Keeping our children safe is a high priority for everyone. But school safety isn't just about violence control. In many ways, schools share the same hazards commonly seen in industries, as well as a few unique hazards. From laboratories to food-processing areas, schools are like small communities and are loaded with potential safety hazards.

Regulatory

Schools are like all other industries in that they have safety regulations and guidelines they must follow to ensure a safe work environment. However, the actual regulating agency that deals with school safety varies from state to state. For the most part, states have adopted OSHA regulations, while modifying certain requirements to make them more applicable to schools. Typically, the agency responsible for public-sector employee safety in your state also is responsible for school safety. But no matter what regulatory agency oversees school safety, all schools share many rules and regulations. For information on exactly what regulating agency is responsible for school safety in your state, contact your state's government office.

First Aid Concerns

All schools need basic first aid equipment. Bandages, antiseptic wipes, cold packs and hot packs are frequently needed items. Items such as tweezers, scissors and disposable gloves also come in handy.

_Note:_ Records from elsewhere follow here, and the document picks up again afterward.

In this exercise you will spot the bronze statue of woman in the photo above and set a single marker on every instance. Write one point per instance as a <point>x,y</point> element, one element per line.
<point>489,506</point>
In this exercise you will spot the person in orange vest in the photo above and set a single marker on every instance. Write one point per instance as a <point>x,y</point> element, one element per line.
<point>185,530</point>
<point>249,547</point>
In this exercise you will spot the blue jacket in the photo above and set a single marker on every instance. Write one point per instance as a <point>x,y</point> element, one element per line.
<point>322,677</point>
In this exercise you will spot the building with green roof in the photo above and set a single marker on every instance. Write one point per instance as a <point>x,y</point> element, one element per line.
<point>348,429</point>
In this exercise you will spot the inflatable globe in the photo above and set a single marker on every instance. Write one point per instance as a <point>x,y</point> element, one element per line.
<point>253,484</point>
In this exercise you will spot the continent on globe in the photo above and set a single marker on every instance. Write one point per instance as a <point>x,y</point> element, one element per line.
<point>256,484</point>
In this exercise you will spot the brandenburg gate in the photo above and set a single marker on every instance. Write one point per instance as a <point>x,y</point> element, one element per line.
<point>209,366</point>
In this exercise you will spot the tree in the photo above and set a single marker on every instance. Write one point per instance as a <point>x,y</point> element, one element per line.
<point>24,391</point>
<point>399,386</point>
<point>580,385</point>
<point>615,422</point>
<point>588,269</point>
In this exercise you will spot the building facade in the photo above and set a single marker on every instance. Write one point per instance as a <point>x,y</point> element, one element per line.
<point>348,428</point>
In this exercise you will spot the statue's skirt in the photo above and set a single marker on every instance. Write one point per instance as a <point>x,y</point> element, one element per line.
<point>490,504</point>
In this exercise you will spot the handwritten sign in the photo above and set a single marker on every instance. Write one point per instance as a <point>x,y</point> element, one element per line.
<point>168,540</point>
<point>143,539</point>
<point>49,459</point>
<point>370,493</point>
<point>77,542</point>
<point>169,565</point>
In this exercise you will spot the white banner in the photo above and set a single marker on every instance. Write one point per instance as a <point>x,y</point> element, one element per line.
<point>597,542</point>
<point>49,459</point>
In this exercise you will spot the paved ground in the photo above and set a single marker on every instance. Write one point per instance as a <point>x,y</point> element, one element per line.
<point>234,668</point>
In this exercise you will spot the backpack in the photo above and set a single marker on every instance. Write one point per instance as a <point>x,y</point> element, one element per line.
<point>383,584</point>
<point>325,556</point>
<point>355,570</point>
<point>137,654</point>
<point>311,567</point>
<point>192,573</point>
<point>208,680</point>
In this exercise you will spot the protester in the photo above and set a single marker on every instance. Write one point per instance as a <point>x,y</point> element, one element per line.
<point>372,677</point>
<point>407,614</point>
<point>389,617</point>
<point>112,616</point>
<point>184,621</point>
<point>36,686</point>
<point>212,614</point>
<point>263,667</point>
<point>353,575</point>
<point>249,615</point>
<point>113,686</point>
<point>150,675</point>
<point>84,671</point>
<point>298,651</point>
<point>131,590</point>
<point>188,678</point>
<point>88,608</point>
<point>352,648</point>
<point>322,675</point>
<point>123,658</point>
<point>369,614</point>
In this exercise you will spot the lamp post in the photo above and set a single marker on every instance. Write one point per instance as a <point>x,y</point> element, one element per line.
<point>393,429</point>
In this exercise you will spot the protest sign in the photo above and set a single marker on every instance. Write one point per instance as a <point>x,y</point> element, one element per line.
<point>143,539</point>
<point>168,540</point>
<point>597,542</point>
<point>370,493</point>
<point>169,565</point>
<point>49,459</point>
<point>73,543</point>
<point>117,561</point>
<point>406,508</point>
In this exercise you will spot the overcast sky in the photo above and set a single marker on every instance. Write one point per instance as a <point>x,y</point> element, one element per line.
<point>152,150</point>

Many schools usually have one large first aid kit in the school's office or nurse's office. However, classes such as chemistry, art, industrial art and home economics should have their own kits readily available. The kits in these classrooms should contain the necessary items needed to deal with specific hazards in a particular classroom. Industrial arts classes, for example, have additional hazards such as flying debris and welding spatter. Therefore, these kits should also contain burn creams, eye pads and eye-irrigating solutions.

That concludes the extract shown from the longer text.